I based my recipe on the one from Rasa Malaysia, but the thing is no one explains how to handle the myriad spices and dried bits that come with the mix. I’m like a Malaysian who opens a bagel shop and makes varieties covered in white chocolate and Oreo crumbs (I think they're confusing bagels with donuts). It’s obvious to a New Yorker why that’s wrong.

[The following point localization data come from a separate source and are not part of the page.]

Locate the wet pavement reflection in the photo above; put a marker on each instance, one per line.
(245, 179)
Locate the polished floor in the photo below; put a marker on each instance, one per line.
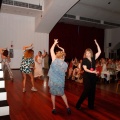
(37, 105)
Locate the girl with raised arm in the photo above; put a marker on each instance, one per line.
(89, 77)
(56, 75)
(5, 59)
(26, 64)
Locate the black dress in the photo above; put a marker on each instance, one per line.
(89, 81)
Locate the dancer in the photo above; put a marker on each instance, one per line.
(38, 72)
(89, 77)
(57, 75)
(26, 64)
(5, 59)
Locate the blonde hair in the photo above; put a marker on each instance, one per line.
(28, 53)
(60, 54)
(88, 50)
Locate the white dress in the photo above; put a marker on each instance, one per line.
(38, 67)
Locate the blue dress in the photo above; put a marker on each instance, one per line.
(57, 77)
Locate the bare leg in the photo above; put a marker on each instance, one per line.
(53, 100)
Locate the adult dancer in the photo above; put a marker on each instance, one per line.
(26, 64)
(38, 72)
(89, 77)
(56, 75)
(5, 59)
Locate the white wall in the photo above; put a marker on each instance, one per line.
(20, 30)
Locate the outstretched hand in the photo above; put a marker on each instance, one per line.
(55, 41)
(95, 41)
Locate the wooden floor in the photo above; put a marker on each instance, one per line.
(37, 105)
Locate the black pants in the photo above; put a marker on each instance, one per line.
(88, 92)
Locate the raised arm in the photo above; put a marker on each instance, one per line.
(28, 47)
(99, 50)
(2, 49)
(44, 55)
(53, 56)
(60, 48)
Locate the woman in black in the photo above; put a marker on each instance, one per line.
(89, 77)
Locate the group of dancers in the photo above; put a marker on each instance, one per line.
(57, 72)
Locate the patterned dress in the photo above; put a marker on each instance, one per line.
(57, 77)
(25, 65)
(38, 67)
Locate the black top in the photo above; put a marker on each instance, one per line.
(88, 63)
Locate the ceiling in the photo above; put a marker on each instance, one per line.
(106, 11)
(84, 12)
(22, 7)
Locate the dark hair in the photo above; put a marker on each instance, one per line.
(5, 53)
(57, 49)
(40, 52)
(28, 53)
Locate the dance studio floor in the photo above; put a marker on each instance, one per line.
(37, 105)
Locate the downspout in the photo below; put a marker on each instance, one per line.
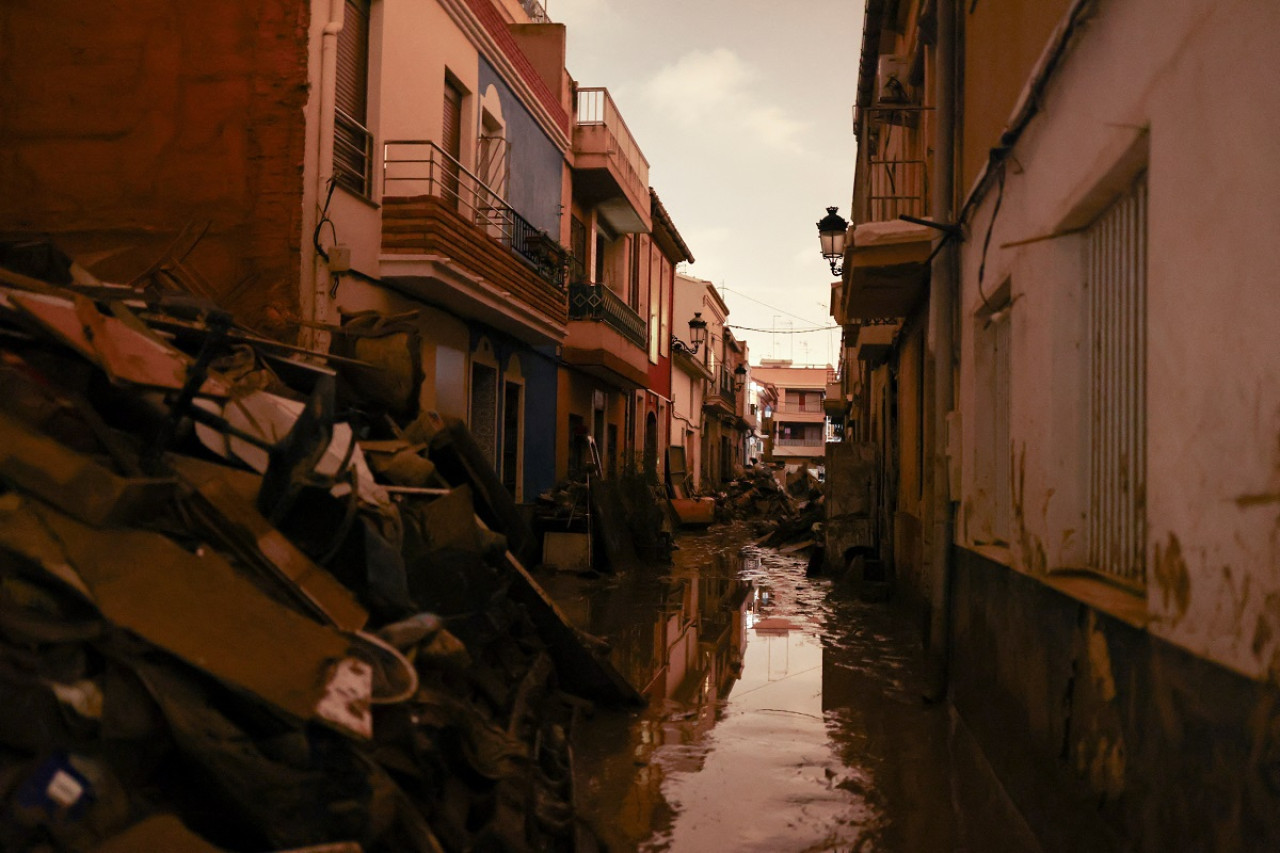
(324, 156)
(942, 286)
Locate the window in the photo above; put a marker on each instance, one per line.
(352, 142)
(577, 249)
(1116, 299)
(451, 138)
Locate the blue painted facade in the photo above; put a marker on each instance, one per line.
(536, 164)
(535, 181)
(538, 366)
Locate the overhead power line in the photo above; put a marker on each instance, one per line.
(730, 290)
(746, 328)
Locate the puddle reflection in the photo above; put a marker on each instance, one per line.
(782, 716)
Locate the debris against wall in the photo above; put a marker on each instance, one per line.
(242, 610)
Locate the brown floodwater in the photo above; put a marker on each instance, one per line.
(784, 715)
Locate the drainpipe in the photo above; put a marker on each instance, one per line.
(944, 282)
(324, 156)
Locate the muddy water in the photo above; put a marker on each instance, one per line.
(782, 716)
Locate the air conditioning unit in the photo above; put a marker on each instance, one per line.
(891, 82)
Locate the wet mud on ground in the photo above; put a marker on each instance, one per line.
(784, 715)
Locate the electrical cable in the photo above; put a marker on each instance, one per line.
(746, 328)
(991, 227)
(775, 308)
(320, 223)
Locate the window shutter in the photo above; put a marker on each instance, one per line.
(353, 62)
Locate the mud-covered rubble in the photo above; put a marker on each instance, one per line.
(252, 600)
(782, 515)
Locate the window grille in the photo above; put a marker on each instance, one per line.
(1116, 283)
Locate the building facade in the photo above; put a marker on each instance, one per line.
(1092, 466)
(799, 419)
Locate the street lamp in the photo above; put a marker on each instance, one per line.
(696, 333)
(832, 229)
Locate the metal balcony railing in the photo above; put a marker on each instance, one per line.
(801, 409)
(597, 108)
(897, 187)
(599, 302)
(726, 387)
(800, 442)
(419, 167)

I was clueless as to what got added to the broth, what should be wrapped in cheesecloth for steeping and what beyond the ribs and soup are meant to be eaten.

I took a look at Amy Beh’s recipe on Kuali, and she explicitly lists what should be cooked loose and what should only flavor the broth. The trouble was that she uses Chinese terminology so I had to Google Image everything and match it to the herbs in my package. The other trouble was a lack of cheesecloth. I ended up cutting a piece of old underwear and tying it up with a string. I told James it was a t-shirt to not gross him out. I’m not even sure that a cotton-poly blend allows proper flavor escape.


This was not a photogenic meal in the least but it was amazingly aromatic. Lightly medicinal and bitter, but warming and slightly sweet from the cinnamon, tangerine peel, star anise and wolfberries. It smelled like a Chinatown herb shop. And obviously, the richness of the pork ribs permeates everything. It’s kind of fake healthy because it’s fatty, but that’s the beauty of nourishing Chinese food.